The subpath number of cactus graphs
Martin Knor, Jelena Sedlar, Riste Škrekovski, Yu Yang
TL;DR
The paper investigates the subpath number $pn(G)$ for cactus graphs with fixed $n$ vertices and $k$ cycles. It develops transformations to identify extremal cacti, proving the unique maximum is the pseudo triangle chain $PTC(n,k)$ and the minimum occurs when every cycle is an end-triangle with a common-vertex structure. It shows these extremal graphs for $pn$ are not aligned with extremal graphs for the Wiener index or the subtree number, indicating $pn$ is an independent invariant.
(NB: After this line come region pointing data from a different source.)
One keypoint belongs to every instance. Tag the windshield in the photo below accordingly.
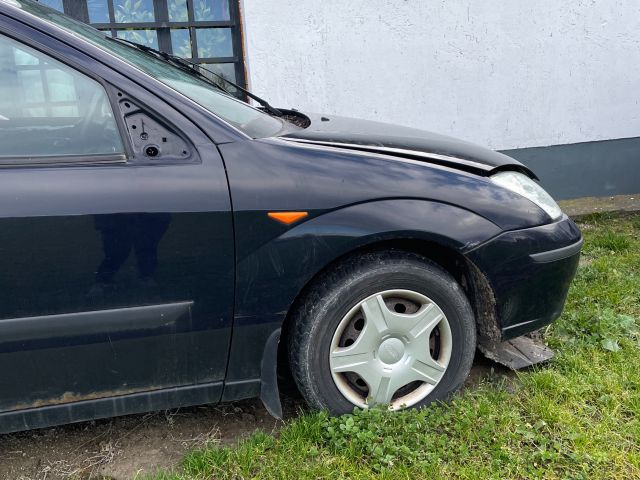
(249, 120)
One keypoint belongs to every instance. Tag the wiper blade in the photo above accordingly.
(194, 69)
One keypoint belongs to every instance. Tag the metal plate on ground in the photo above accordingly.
(521, 352)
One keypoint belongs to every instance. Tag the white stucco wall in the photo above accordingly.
(504, 73)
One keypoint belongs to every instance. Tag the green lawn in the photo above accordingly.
(577, 417)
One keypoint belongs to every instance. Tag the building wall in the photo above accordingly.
(507, 74)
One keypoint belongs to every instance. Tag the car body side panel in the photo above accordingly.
(282, 175)
(144, 254)
(272, 275)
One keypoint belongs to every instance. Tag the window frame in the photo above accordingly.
(114, 95)
(163, 26)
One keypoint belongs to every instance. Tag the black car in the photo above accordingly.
(163, 243)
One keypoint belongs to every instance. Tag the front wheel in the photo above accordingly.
(387, 328)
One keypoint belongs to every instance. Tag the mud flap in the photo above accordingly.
(520, 352)
(269, 393)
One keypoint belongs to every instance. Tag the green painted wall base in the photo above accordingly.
(593, 169)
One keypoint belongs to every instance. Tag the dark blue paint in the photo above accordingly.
(122, 284)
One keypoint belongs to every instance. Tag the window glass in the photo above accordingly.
(216, 10)
(98, 11)
(49, 109)
(133, 11)
(214, 42)
(251, 121)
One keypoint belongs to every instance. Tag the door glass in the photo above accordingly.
(49, 109)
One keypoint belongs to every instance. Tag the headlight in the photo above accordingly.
(523, 185)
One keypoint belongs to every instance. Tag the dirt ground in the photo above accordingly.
(123, 447)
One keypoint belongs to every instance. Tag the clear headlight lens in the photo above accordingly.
(523, 185)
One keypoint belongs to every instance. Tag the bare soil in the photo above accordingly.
(121, 448)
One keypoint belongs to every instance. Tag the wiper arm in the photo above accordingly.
(195, 68)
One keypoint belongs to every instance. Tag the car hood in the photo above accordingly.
(362, 135)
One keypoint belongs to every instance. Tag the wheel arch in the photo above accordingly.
(473, 282)
(285, 269)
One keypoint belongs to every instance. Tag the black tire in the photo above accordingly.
(335, 292)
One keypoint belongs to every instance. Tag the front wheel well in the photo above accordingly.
(468, 275)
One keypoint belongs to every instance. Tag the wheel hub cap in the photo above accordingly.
(390, 359)
(391, 351)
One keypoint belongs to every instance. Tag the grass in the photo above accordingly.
(577, 417)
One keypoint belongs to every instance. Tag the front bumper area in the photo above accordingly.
(530, 271)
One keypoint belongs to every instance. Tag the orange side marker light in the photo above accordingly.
(287, 217)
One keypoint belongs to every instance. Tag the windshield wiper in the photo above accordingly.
(194, 69)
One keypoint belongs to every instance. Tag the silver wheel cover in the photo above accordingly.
(392, 359)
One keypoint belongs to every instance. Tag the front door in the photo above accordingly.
(116, 250)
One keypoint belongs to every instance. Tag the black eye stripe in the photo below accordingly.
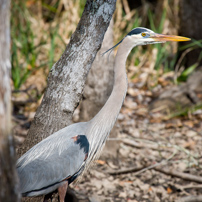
(137, 31)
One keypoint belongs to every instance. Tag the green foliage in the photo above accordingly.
(23, 51)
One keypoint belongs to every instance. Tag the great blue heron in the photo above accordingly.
(57, 161)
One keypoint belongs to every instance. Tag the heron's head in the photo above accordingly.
(142, 36)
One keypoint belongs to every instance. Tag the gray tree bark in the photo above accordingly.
(100, 81)
(8, 175)
(67, 77)
(190, 26)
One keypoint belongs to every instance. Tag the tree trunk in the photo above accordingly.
(190, 26)
(100, 81)
(67, 77)
(8, 175)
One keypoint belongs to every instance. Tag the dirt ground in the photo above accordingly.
(156, 160)
(151, 158)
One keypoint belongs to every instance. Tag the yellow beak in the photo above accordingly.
(163, 37)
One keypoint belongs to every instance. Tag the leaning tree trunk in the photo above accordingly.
(67, 77)
(100, 81)
(8, 175)
(190, 26)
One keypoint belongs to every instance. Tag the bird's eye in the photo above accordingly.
(143, 34)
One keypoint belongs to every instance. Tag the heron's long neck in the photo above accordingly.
(104, 121)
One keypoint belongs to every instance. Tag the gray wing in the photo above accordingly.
(51, 161)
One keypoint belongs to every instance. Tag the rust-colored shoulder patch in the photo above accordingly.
(75, 138)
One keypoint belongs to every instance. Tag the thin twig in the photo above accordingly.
(178, 174)
(191, 199)
(125, 171)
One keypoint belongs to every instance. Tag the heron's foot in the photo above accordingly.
(62, 191)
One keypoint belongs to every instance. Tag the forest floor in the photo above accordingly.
(153, 158)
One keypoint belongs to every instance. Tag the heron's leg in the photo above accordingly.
(62, 191)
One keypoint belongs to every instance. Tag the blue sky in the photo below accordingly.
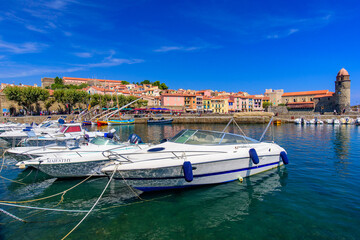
(192, 44)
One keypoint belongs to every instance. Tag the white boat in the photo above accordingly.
(19, 134)
(330, 121)
(80, 162)
(299, 121)
(194, 158)
(347, 120)
(316, 121)
(97, 144)
(69, 131)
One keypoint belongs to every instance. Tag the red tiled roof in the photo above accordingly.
(319, 92)
(297, 105)
(329, 94)
(91, 79)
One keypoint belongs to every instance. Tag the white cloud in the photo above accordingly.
(83, 54)
(20, 48)
(282, 34)
(35, 29)
(176, 48)
(15, 70)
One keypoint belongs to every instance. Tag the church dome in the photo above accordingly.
(343, 72)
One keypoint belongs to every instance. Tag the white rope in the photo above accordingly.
(11, 215)
(45, 209)
(97, 201)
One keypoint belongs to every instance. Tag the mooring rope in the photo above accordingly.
(12, 215)
(137, 195)
(54, 195)
(97, 201)
(45, 209)
(3, 160)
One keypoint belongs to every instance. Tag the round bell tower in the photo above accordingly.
(342, 91)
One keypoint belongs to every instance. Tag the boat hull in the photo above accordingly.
(213, 172)
(121, 122)
(160, 122)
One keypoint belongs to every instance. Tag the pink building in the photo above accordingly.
(172, 100)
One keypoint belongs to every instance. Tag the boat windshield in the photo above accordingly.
(202, 137)
(103, 141)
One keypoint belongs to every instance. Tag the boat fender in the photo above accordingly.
(284, 157)
(253, 155)
(133, 138)
(86, 136)
(188, 174)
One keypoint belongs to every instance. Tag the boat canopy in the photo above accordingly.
(103, 141)
(202, 137)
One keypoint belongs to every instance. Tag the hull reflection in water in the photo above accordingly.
(194, 158)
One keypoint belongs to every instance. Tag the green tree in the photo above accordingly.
(26, 96)
(49, 102)
(267, 104)
(163, 86)
(70, 97)
(145, 82)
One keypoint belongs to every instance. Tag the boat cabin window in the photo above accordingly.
(201, 137)
(63, 128)
(103, 141)
(73, 129)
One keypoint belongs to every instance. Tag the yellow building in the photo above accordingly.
(220, 104)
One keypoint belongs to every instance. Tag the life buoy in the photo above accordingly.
(253, 155)
(188, 174)
(284, 157)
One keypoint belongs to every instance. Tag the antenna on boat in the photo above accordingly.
(262, 136)
(242, 132)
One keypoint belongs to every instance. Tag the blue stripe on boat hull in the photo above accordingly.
(207, 174)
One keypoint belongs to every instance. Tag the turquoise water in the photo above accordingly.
(316, 196)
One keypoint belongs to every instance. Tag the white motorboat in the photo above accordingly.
(15, 134)
(347, 120)
(299, 121)
(194, 158)
(336, 121)
(69, 131)
(97, 144)
(316, 121)
(330, 121)
(83, 161)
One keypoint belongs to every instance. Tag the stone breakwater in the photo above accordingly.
(208, 119)
(194, 119)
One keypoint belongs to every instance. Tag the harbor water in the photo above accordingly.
(316, 196)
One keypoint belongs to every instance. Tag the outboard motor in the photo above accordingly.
(109, 135)
(135, 139)
(86, 137)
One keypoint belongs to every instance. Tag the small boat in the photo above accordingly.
(83, 162)
(85, 123)
(277, 122)
(159, 121)
(194, 158)
(316, 121)
(101, 123)
(347, 120)
(121, 122)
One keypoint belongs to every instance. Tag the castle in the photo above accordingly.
(318, 101)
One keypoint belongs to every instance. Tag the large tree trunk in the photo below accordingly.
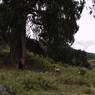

It provides closed-form expressions for $pn(PTC(n,k))$ and for the minimal end-triangle class, yielding exact characterizations and enabling precise comparisons with related indices in chemical graph theory.
Abstract
The subpath number of a graph G is defined as the total number of subpaths in G, and it is closely related to the number of subtrees, a well-studied topic in graph theory. This paper is a continuation of our previous paper [5], where we investigated the subpath number and identified extremal graphs within the classes of trees, unicyclic graphs, bipartite graphs, and cycle chains. Here, we focus on the subpath number of cactus graphs and characterize all maximal and minimal cacti with n vertices and k cycles. We prove that maximal cacti are cycle chains in which all interior cycles are triangles, while the two end-cycles differ in length by at most one. In contrast, minimal cacti consist of k triangles, all sharing a common vertex, with the remaining vertices forming a tree attached to this joint vertex. By comparing extremal cacti with respect to the subpath number to those that are extremal for the subtree number and the Wiener index, we demonstrate that the subpath number does not correlate with either of these quantities, as their corresponding extremal graphs differ.